There are so many beautiful girls who aren’t photogenic. In real life, half the models you see look really hideous.—Lisanne Falk
Please, take everything I say from this point forward with a bit of tongue-in-cheek humor.
Being an art model is a lot more difficult than it looks. Surrounded by people you don’t know, sometimes people you wouldn’t want to know, one is asked to remove their clothing and stand, or sit, or lie, in poses specifically designed to provide an example of how the human body looks in that position, often highlighting a specific muscle group. This is how artists learn. Missing these classes leaves a huge chunk missing in one’s art education. The job is thankless. The poses are rarely comfortable and have to be held for several minutes at a time. Many times, the model doesn’t get to see, and probably doesn’t want to see the end result because, again these are art students, just learning their craft. Not all of them have a clue what they’re doing.
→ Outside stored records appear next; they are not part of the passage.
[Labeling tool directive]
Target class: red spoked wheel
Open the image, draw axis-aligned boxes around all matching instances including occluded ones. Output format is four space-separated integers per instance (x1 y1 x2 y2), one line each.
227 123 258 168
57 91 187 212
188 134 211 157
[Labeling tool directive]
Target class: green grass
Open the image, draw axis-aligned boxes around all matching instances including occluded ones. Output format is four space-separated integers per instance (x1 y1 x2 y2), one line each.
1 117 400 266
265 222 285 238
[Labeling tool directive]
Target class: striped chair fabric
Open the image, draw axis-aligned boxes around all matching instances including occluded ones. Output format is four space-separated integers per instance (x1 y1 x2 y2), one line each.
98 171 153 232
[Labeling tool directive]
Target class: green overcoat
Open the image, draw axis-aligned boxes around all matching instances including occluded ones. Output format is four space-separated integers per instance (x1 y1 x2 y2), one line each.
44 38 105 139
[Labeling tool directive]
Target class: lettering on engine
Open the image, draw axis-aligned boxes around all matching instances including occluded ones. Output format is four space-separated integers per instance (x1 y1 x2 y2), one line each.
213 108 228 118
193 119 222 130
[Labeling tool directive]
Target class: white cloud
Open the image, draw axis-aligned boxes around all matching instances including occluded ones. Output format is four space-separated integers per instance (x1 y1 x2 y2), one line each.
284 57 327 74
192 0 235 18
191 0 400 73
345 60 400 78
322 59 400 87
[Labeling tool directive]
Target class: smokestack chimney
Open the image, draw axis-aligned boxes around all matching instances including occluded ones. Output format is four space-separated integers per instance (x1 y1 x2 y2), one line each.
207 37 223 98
Most of the art models I know are wonderful people with typical, average day jobs that wouldn’t begin to give away the nature of their extra-curricular activities. Most are intelligent people who genuinely care about the arts and arts education. However, as with any profession, there are some who are just on the dangerous side of dull, even on a good day. Art instructors continue using these “dull” people because they tend to be passionate about their employment (sometimes their only employment) and have few, if any, qualms about the poses. Again, decent enough people, you just probably don’t want to try and engage them in conversation. Ever. It’s painful.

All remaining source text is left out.